Thursday, April 05, 2012

EVEN SOLDIERS WHO SERVED UNDER THE NAZIS DESERVE A VETERANS DAY

As a Jewish refugee from Nazi Germany, I certainly do not have any love for the Nazis. But it’s absurd to deny a special day that will honor the German soldiers who fought for their country because some of them served under the Nazis during WWII. Germany’s Veterans Day will honor its soldiers, not the Nazis.

HONORING THE NAZIS: GERMANY PLANS VETERANS DAY FOR FALLEN SOLDIERS INCLUDING THOSE WHO FOUGHT IN WWII
Anger at army being honored, given bloody history

By Allen Hall

Mail Online
April 4, 2012

Germany is breaking one of its major post-war taboos by announcing there will be an annual Veterans' Day to remember fallen soldiers.

The country's defense minister has unleashed a storm of criticism from opposition politicians and pacifists who object to the army being honored given Germany's bloody past in the 20th century.

German Defense Minister Thomas de Maizière has proposed May 22 as an annual Veterans’ Day to honor former soldiers living and dead.

This would mean honoring those troops of both world wars who acted as aggressors - and in the case of the Nazis in World War 2 - often as criminals.

'Against the background of our operations and the questions they pose our society, it is time to speak objectively and openly about our veterans' policy,' de Maizière said.

The center-left Social Democratic Party is against the move. 'I'm skeptical whether there can be a day that really reaches society,' said SPD defense spokesman Rainer Arnold.

'If the defense minister wants to do something for former soldiers, he should get some money and improve their social security, instead of invoking some cheap 'ideal honor',' said Left party defense spokesman Paul Schaefer.

The Green Party was equally scathing.
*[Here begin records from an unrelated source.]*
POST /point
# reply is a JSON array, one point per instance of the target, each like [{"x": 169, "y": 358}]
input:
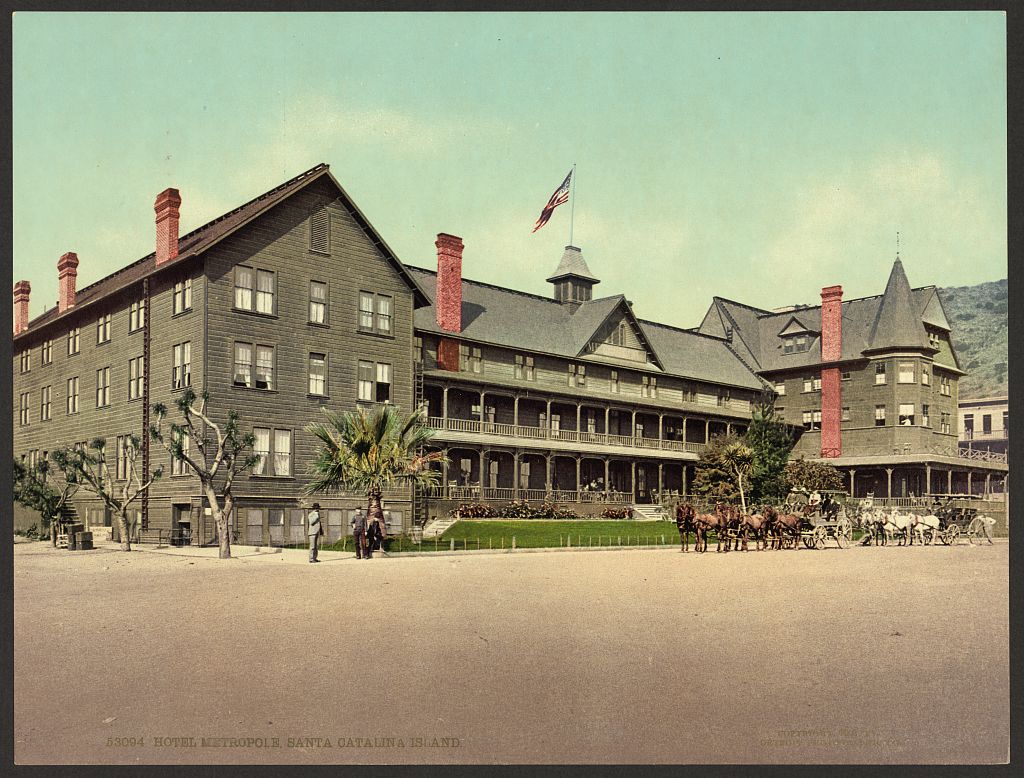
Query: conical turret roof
[
  {"x": 572, "y": 263},
  {"x": 897, "y": 323}
]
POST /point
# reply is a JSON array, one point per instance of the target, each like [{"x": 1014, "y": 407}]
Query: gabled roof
[
  {"x": 540, "y": 325},
  {"x": 572, "y": 263},
  {"x": 897, "y": 322},
  {"x": 211, "y": 233}
]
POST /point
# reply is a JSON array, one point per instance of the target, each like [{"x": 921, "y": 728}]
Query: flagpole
[{"x": 572, "y": 206}]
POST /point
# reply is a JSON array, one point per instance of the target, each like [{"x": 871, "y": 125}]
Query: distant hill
[{"x": 978, "y": 317}]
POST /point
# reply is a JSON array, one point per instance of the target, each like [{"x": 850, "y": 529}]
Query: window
[
  {"x": 181, "y": 299},
  {"x": 812, "y": 420},
  {"x": 178, "y": 465},
  {"x": 136, "y": 374},
  {"x": 470, "y": 359},
  {"x": 317, "y": 374},
  {"x": 320, "y": 231},
  {"x": 275, "y": 460},
  {"x": 181, "y": 373},
  {"x": 905, "y": 418},
  {"x": 103, "y": 329},
  {"x": 880, "y": 374},
  {"x": 262, "y": 370},
  {"x": 73, "y": 395},
  {"x": 102, "y": 387},
  {"x": 136, "y": 315},
  {"x": 244, "y": 288},
  {"x": 648, "y": 386},
  {"x": 317, "y": 302}
]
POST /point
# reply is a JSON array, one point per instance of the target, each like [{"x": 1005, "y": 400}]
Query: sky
[{"x": 757, "y": 157}]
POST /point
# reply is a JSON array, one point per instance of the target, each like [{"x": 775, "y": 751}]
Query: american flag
[{"x": 561, "y": 196}]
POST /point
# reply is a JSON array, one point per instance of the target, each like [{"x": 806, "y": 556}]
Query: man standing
[
  {"x": 314, "y": 532},
  {"x": 359, "y": 532}
]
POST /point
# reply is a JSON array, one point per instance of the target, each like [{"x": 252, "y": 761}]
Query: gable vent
[{"x": 320, "y": 231}]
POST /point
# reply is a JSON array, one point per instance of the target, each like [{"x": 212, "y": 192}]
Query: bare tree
[
  {"x": 224, "y": 450},
  {"x": 90, "y": 471}
]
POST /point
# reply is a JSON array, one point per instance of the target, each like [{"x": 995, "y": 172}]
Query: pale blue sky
[{"x": 757, "y": 157}]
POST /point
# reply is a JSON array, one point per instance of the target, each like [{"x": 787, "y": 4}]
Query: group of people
[{"x": 369, "y": 533}]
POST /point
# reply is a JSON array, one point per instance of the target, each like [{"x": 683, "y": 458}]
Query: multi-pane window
[
  {"x": 181, "y": 365},
  {"x": 470, "y": 358},
  {"x": 524, "y": 366},
  {"x": 317, "y": 302},
  {"x": 273, "y": 451},
  {"x": 103, "y": 329},
  {"x": 102, "y": 387},
  {"x": 136, "y": 375},
  {"x": 317, "y": 374},
  {"x": 136, "y": 315},
  {"x": 178, "y": 466},
  {"x": 905, "y": 417},
  {"x": 181, "y": 297},
  {"x": 812, "y": 420},
  {"x": 374, "y": 382},
  {"x": 44, "y": 404},
  {"x": 73, "y": 395}
]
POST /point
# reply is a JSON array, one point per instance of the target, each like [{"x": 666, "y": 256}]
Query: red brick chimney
[
  {"x": 166, "y": 207},
  {"x": 832, "y": 350},
  {"x": 22, "y": 292},
  {"x": 67, "y": 273},
  {"x": 448, "y": 301}
]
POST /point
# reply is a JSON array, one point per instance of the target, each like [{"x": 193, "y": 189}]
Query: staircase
[{"x": 648, "y": 513}]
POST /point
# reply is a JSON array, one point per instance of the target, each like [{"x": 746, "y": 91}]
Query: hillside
[{"x": 978, "y": 317}]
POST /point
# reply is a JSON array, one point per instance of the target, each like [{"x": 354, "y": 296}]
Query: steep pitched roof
[
  {"x": 897, "y": 322},
  {"x": 517, "y": 319},
  {"x": 204, "y": 238}
]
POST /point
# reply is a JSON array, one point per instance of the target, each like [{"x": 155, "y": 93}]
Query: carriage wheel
[
  {"x": 819, "y": 536},
  {"x": 844, "y": 533},
  {"x": 951, "y": 535}
]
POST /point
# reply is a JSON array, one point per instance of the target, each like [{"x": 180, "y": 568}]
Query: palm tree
[{"x": 372, "y": 451}]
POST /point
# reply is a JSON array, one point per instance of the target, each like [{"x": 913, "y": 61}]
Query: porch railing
[{"x": 502, "y": 429}]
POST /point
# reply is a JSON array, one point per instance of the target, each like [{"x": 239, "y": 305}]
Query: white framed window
[
  {"x": 136, "y": 376},
  {"x": 317, "y": 302},
  {"x": 73, "y": 395},
  {"x": 317, "y": 374},
  {"x": 181, "y": 365},
  {"x": 102, "y": 387},
  {"x": 181, "y": 297}
]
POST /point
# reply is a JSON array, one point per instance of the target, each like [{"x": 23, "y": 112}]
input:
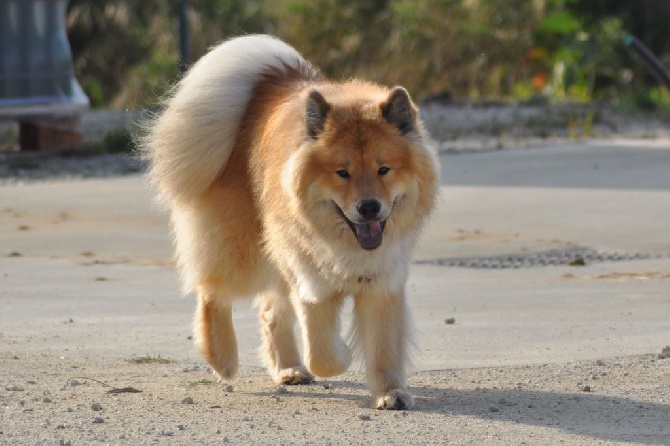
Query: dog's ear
[
  {"x": 316, "y": 113},
  {"x": 399, "y": 111}
]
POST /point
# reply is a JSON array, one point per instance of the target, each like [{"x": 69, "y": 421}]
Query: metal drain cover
[{"x": 572, "y": 256}]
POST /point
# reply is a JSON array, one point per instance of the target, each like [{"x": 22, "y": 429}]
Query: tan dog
[{"x": 300, "y": 192}]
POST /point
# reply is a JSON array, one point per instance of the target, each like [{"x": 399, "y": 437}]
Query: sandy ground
[
  {"x": 54, "y": 400},
  {"x": 89, "y": 304}
]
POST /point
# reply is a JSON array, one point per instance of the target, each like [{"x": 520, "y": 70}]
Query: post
[{"x": 184, "y": 61}]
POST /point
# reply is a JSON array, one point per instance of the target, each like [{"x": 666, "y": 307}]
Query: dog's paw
[
  {"x": 394, "y": 399},
  {"x": 293, "y": 376}
]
Their defense expert Omid Nouripour called the Veterans Day nothing but a 'fig-leaf' for a minister who is 'avoiding his core duties'.

He condemned the Veterans' Day as 'superfluous', unless it was used to open a debate on military operations abroad - and also honored development workers and diplomats abroad.

Germany's first foreign military mission since World War II took place in 1991 during the second Gulf War.

Since then 300,000 German soldiers have been in action abroad and more than 100 have been killed.

More than 5million German servicemen fell in WW2, and 2million in the First World War.

There has not been a specific day to honor the military dead ever since the Third Reich fell in 1945.

1 comment:

Les Schlain said...

My great grandfather was killed in a concentration camp. It seems like a horrible suggestion but I think it is their business and they should do what the German public wants no matter how unsavory it might sound.